Djaka menganggap pendidikan yang ada hanya membuang-buang waktu karena tak efektif. Ia kemudian mendidik sendiri anaknya dengan berbagai bidang ilmu di Pesantren Isitek.

4. Bersama anak-anaknya, menemukan berbagai karya
Hasil didikannya pun bukan main. Enam bulan setelah keluar dari sekolah, Ida sudah bisa membuat alat pemeriksa gelombang otak atau EEG (Electro Encepalography). Anak-anak Djaka juga berhasil membuat biochip presensi nada yang lebih canggih dari presensi sidik jari. Tak hanya itu, putra putri Djaka telah menghasilkan banyak penemuan dan karya ilmiah.

Alat-alat temuannya antara lain pengetes gelombang otak, pengetes emosi diri, pengetes penyakit kanker getah bening, kanker hati, magnetic resonance imaging (MRI), alat pemeriksa saraf, otot, jantung, serta modem.

6 Fakta menarik tentang Djaka Sasmita, Ibnu Sina dari Bantul Tak sendiri. Djaka ajak anak-anaknya untuk rancang banyak penemuan. 

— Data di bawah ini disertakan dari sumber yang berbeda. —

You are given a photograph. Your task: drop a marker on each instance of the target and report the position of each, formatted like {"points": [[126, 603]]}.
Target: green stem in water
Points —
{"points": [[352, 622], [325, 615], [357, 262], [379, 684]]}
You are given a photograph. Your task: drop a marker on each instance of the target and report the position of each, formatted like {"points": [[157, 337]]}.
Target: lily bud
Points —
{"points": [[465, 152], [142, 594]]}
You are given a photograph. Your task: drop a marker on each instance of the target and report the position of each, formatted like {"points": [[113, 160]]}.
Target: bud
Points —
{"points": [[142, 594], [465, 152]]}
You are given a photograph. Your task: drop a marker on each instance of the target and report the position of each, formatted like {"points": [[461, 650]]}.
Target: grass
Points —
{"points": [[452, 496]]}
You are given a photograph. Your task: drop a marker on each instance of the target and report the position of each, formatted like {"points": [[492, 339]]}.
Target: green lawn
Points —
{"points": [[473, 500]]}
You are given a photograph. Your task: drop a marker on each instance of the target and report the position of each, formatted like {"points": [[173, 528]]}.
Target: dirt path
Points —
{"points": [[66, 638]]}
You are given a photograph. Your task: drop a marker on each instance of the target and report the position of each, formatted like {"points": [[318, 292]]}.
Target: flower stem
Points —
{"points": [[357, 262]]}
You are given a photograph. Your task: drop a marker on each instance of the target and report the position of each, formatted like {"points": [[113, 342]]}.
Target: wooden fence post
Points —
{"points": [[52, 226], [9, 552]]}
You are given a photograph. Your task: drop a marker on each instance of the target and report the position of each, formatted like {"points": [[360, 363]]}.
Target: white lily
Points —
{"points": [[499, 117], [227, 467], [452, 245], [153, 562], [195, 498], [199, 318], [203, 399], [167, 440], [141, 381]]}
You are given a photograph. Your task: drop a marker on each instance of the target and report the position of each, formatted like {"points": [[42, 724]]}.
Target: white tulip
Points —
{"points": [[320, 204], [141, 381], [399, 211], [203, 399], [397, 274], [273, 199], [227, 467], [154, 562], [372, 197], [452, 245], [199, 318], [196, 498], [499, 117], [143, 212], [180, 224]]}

5. Pengobatannya sering dianggap pengobatan alternatif
Pengobatan Djaka Sasmita dengan terapi nuklir di Isitek sering dianggap pengobatan alternatif. Padahal pengobatan tersebut menggunakan berbagai teknologi ciptaannya. Untuk berobat ke tempat tersebut, pasien juga harus membawa rujukan dari dokter yang di alamatkan ke Isitek.

5. Guru bagi para doktor dan profesor
Pesantren Isitek yang diasuh Djaka Sasmita mensyaratkan santri minimal bergelar doktor ataupun profesor. Mereka datang dari berbagai institusi perguruan tinggi. Djaka menguasai berbagai bidang ilmu, seperti fisika, kimia, elektronika, hingga pertanian. Para santri yang datang pun tentu berasal dari berbagai bidang ilmu. Karena banyaknya bidang ilmu yang ia kuasai, maka tak heran jika ia dijuluki Ibnu Sina dari Bantul.

6. Hidup sederhana dan tak mengejar penghargaan
Djaka yang sederhana benar-benar menjauh dari gelimang dunia akademisi. Beberapa kali ia diminta untuk mengajar kembali di UGM maupun di universitas lain, tapi ia tolak. Ia lebih mementingkan waktunya bagi para santrinya. Ia juga bukan tipikal orang yang mengejar penghargaan. Meskipun santri-santrinya meraih penghargaan berkat temuan bimbingannya, ia tak tertarik.

"Saya pernah mau mendapat penghargaan dari Amerika, tapi saya tolak," terangnya.